# Where can I buy amp fuses (online?)?



## traynor_garnet (Feb 22, 2006)

I need a fuse for my amp. The last time I needed one I ended up running all over town, and had a lot of trouble finding the right value (Canadian Tire had tons of fuses, but not the right kind). Since then, I have moved to a new city (not sure where to go) and don't speak French (making it harder to just walk into places and ask).

Are there any online places that carry fuses? I see that All Parts has them, but I believe they are in the USA and I don't want to get killed on shipping a $4 fuse.

BTW, I need a 2 amp fuse, but do I want standard or slow blow? I think standard, since the entire point of a fuse is to blow BEFORE anything gets damaged in the amp.

Thanks
TG


----------



## WCGill (Mar 27, 2009)

The Source has them, $4.99 for 2!!!


----------



## mhammer (Nov 30, 2007)

Just about any electronics distributor should carry them.
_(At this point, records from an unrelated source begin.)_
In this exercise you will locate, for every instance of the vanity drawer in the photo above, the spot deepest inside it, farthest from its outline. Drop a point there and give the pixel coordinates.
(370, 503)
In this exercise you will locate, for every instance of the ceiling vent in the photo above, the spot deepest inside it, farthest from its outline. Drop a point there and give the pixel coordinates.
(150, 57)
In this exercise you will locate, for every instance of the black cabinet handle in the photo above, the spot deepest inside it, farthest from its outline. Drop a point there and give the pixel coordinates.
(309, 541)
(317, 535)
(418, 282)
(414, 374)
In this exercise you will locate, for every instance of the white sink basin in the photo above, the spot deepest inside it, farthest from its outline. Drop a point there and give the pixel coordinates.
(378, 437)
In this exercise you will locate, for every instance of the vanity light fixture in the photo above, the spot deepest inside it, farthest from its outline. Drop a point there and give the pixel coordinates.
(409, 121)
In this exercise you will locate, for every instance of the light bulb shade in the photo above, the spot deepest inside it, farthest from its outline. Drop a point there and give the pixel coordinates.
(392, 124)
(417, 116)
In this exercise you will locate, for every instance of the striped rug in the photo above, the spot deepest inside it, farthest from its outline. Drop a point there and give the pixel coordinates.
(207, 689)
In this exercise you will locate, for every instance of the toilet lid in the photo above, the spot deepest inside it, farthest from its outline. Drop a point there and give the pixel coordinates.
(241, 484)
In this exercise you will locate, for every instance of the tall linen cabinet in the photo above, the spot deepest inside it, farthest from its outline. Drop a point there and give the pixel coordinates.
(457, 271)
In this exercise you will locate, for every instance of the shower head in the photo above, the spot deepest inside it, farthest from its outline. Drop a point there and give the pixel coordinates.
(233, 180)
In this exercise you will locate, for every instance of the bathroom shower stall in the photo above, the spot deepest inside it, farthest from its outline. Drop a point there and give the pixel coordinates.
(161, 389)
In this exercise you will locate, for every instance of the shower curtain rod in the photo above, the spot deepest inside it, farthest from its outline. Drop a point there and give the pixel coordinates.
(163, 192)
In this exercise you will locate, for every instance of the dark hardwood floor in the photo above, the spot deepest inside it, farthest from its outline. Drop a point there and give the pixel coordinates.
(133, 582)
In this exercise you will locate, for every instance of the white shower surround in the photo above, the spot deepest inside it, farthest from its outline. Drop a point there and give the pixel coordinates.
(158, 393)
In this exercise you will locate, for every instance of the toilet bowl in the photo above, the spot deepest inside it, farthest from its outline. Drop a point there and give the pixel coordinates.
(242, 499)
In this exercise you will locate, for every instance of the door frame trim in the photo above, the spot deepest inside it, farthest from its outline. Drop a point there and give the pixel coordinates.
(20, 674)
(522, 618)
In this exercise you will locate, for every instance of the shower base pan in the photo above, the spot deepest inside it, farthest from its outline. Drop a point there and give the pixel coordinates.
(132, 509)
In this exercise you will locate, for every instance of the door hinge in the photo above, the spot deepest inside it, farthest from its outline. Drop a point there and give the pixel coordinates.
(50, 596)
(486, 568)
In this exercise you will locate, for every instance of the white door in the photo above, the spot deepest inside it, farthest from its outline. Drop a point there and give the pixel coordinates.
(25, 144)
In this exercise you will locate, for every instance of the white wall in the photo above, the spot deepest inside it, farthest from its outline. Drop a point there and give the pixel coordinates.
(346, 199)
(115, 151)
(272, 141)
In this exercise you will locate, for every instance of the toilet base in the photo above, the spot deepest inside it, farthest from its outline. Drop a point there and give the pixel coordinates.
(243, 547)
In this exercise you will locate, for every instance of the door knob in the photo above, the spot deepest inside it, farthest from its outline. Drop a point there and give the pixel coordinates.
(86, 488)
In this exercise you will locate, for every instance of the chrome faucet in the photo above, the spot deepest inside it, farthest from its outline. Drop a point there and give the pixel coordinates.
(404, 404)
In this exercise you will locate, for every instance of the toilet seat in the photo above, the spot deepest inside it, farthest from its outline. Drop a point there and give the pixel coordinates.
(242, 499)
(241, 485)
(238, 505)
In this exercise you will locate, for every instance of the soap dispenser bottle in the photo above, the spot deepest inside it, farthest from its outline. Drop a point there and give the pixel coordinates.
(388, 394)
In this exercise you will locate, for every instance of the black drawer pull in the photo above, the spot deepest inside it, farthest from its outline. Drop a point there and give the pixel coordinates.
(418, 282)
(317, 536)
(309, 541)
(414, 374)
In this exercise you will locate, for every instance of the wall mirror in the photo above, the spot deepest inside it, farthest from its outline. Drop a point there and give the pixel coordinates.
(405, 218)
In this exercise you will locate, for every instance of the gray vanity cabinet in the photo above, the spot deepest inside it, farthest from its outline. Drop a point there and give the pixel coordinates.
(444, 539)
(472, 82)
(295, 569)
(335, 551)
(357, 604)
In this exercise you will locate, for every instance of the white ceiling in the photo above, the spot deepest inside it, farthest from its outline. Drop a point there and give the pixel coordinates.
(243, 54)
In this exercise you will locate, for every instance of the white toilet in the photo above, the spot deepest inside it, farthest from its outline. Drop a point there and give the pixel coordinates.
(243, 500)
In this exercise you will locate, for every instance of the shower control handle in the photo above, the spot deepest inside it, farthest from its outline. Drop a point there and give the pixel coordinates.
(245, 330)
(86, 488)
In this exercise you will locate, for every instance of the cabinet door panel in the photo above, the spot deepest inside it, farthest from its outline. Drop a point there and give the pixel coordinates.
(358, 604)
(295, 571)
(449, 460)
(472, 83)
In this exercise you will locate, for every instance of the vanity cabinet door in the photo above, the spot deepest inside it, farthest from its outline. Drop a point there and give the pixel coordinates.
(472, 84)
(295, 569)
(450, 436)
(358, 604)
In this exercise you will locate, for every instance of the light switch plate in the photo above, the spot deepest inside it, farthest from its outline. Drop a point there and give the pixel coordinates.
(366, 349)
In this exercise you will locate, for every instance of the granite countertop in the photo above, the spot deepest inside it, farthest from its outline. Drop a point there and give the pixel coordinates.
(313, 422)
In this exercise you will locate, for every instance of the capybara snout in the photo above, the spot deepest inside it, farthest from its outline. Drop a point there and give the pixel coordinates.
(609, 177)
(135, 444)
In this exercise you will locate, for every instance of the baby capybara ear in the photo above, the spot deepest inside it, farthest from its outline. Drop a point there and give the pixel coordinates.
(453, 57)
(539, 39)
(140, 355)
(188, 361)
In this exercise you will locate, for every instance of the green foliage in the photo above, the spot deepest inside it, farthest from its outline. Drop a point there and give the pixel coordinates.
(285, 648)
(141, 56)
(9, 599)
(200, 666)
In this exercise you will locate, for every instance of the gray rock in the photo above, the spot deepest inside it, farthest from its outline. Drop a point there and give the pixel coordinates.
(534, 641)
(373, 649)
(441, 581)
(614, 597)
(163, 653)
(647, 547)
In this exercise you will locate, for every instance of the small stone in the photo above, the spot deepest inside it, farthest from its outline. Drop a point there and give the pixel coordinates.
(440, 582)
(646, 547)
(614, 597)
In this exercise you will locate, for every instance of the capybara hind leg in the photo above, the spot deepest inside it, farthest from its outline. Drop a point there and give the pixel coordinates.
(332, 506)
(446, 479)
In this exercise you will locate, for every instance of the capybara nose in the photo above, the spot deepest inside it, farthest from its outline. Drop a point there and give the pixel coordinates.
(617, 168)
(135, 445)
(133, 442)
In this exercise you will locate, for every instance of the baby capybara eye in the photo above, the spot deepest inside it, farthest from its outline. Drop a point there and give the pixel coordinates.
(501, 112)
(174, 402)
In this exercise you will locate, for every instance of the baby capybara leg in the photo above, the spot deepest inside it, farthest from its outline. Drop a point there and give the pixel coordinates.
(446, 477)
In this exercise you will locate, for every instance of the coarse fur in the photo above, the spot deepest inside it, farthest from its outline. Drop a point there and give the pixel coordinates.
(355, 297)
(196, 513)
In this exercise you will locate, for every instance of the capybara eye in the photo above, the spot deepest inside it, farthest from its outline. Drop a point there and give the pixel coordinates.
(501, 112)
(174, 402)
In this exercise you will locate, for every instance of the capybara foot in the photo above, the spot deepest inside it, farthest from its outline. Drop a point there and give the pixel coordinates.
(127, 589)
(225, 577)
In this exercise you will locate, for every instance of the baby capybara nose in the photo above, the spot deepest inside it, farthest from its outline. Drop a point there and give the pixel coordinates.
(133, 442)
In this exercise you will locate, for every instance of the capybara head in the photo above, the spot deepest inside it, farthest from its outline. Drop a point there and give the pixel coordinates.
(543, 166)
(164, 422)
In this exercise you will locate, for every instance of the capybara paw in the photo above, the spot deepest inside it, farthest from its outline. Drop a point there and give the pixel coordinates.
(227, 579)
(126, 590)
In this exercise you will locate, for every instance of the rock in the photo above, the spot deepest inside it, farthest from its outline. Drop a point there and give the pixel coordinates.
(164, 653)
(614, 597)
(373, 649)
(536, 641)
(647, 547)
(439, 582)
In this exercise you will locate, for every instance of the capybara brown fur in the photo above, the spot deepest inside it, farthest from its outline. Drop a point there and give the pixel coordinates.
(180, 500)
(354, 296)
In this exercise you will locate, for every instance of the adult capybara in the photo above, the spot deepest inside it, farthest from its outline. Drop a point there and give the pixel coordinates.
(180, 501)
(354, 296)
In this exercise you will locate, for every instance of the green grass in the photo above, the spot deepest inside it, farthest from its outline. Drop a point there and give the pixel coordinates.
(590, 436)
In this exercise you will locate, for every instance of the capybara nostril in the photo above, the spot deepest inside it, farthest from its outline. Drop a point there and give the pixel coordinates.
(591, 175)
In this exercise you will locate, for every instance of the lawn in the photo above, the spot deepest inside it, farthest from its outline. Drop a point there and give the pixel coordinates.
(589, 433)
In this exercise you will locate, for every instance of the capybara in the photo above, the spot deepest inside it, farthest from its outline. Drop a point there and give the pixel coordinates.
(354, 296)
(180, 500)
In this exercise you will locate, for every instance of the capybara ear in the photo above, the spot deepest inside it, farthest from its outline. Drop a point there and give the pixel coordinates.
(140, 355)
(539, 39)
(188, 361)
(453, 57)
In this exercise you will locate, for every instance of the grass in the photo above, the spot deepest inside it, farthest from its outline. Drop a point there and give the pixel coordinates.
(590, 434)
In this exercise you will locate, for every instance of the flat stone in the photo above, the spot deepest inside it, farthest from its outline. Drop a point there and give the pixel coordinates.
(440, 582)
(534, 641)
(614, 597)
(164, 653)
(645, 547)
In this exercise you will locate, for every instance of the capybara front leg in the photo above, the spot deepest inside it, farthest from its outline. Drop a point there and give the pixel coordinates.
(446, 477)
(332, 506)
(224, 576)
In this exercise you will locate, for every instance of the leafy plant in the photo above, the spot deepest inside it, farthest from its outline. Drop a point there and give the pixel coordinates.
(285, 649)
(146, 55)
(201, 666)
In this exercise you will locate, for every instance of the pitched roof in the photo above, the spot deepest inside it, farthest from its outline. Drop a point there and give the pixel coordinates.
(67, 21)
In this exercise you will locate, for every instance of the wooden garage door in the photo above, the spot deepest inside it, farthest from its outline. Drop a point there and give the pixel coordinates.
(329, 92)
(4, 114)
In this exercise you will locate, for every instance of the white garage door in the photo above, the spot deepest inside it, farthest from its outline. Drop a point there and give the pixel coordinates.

A quick search suggests Electronique Raybel and Gentec, both between Portland and King near the 410.


----------



## traynor_garnet (Feb 22, 2006)

Cool! Thanks for the info.

Now for the tech question: should I use standard or slow blow fuses? This is for a VERY early Traynor Bassmate (6AV6, 12AX7, 6V6s, 5Y3).

TG


----------



## Dasher (Feb 3, 2011)

Hi TG,

Not sure if you've figured it out yet, but you're going to want slow blow fuses.

Slow blow fuses are designed to withstand a current greater than their rated value for a short period of time (which is what occurs when you initially turn on your amp).

Fast blow fuses will trip as soon as their rated current is exceeded. These would blow as soon as you turn your amp on.

Scott


----------



## traynor_garnet (Feb 22, 2006)

Thanks for the info and explanation Scott. Much appreciated.

BTW, welcome to the group. Great to have you aboard.

TG


----------



## Dasher (Feb 3, 2011)

No problem and thanks for the welcome!


----------